So hab ich das auch drin. Füge ich allerdings eine Grafik ein, die größer als 32x32 Pixel ist, wird diese nicht angezeigt!


----------



## SpiceLab (18. April 2014)

ThiKool hat gesagt.:


> Füge ich allerdings eine Grafik ein, die größer als 32x32 Pixel ist, wird diese nicht angezeigt!

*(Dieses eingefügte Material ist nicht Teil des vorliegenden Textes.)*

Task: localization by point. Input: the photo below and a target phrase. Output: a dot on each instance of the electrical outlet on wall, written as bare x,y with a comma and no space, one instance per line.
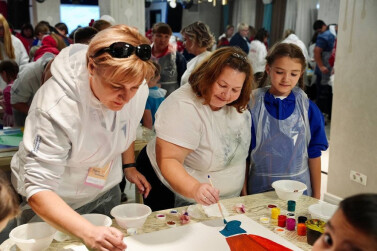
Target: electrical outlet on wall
358,177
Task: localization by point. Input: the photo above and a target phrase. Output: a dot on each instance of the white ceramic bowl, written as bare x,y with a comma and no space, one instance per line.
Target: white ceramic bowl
35,236
131,215
98,219
289,189
322,211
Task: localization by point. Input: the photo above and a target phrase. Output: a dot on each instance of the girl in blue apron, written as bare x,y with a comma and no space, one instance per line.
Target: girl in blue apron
288,131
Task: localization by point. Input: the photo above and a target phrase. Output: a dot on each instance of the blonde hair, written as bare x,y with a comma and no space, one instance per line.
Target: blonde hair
242,26
9,206
119,69
200,34
8,46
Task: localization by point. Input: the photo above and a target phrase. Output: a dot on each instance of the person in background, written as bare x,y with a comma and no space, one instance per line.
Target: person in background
224,38
52,43
8,71
202,129
84,35
258,52
198,40
291,38
83,122
155,98
26,36
41,30
322,52
290,147
10,46
352,227
108,18
240,38
101,24
252,32
62,30
172,63
25,86
9,206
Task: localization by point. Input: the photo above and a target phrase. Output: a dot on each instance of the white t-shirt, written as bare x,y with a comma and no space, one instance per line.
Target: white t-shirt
191,66
220,140
68,131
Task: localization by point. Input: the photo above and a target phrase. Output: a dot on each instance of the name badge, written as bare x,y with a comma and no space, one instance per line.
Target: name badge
97,176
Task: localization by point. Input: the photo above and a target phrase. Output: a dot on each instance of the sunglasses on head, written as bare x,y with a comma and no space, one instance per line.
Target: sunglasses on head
124,50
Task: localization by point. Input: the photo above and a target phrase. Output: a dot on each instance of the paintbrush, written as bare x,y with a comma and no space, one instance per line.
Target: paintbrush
218,203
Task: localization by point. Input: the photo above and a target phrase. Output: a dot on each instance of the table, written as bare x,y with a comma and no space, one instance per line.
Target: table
256,207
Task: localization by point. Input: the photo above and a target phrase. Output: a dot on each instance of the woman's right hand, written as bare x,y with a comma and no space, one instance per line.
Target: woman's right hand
206,195
104,238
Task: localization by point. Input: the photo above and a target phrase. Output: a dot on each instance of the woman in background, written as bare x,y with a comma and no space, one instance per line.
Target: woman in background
198,40
10,46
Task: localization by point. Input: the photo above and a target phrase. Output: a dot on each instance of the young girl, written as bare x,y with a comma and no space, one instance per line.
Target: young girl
155,97
9,206
288,129
353,226
8,71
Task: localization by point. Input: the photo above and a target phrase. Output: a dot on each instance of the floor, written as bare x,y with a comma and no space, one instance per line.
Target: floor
130,188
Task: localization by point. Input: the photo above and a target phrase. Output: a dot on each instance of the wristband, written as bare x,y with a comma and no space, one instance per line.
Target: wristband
128,165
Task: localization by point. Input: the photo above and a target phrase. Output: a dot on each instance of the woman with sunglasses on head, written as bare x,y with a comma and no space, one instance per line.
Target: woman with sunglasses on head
80,130
202,129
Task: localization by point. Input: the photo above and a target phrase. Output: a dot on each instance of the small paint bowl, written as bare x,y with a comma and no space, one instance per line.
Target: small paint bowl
171,223
173,212
279,230
314,229
264,220
131,231
161,216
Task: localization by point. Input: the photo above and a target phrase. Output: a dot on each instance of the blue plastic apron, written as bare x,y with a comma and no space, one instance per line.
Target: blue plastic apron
281,145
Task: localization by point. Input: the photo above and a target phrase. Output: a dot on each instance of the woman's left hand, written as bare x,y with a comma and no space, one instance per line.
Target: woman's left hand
206,195
134,176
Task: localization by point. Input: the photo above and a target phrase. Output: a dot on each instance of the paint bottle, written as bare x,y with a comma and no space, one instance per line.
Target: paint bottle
275,213
291,224
302,219
314,229
282,220
301,229
291,206
290,215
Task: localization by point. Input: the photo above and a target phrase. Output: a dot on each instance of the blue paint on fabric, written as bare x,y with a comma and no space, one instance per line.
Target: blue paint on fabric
232,228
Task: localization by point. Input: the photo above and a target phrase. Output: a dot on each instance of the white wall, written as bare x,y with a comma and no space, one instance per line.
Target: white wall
206,13
127,12
354,121
48,11
156,6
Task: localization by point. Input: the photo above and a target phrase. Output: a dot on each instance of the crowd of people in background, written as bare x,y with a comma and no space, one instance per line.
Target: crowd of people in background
207,100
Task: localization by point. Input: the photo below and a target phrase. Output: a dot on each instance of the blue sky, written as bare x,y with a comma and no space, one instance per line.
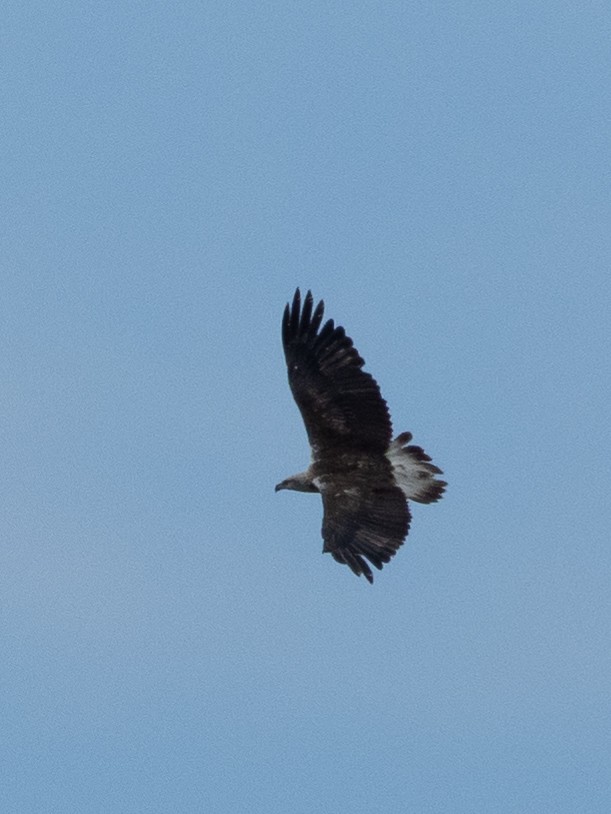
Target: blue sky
173,639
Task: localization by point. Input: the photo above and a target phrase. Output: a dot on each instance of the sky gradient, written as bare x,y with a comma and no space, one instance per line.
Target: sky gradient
173,639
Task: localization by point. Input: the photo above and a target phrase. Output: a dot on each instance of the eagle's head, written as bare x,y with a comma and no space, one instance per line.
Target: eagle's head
298,483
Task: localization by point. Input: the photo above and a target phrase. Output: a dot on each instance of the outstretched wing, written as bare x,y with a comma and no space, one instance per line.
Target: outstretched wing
341,405
362,523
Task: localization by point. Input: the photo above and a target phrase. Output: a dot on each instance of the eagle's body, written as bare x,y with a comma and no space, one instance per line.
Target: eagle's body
364,478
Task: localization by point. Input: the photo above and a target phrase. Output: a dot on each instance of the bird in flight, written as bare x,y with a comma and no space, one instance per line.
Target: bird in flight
363,476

Das kann ich nicht bestätigen.


----------



## ThiKool (18. April 2014)

Habe allerdings .cur Dateien, da sonst der IE rumzickt


----------



## SpiceLab (18. April 2014)

ThiKool hat gesagt.:


> Habe allerdings .cur Dateien, da sonst der IE rumzickt


Dann handelt es sich hierbei aber ausschließlich um ein IE-spezifisches Problem.


----------



## ThiKool (18. April 2014)

Nein, ich meinte wenn ich .png nehme, läuft es im IE gar nicht, egal in welcher Größe


----------



## SpiceLab (18. April 2014)

ThiKool hat gesagt.:


> Nein, ich meinte wenn ich .png nehme, läuft es im IE gar nicht, egal in welcher Größe


Egal wie, es läuft doch auf's gleiche hinaus: ausschließlich im IE funktioniert es nicht.


----------



## Jan-Frederik Stieler (19. April 2014)

Hi,
hier mal die CSS Spezifikation: https://developer.mozilla.org/de/docs/Web/CSS/cursor
Ansonsten kannst du beim angeben der Grafik auch mehrere als fallback angeben.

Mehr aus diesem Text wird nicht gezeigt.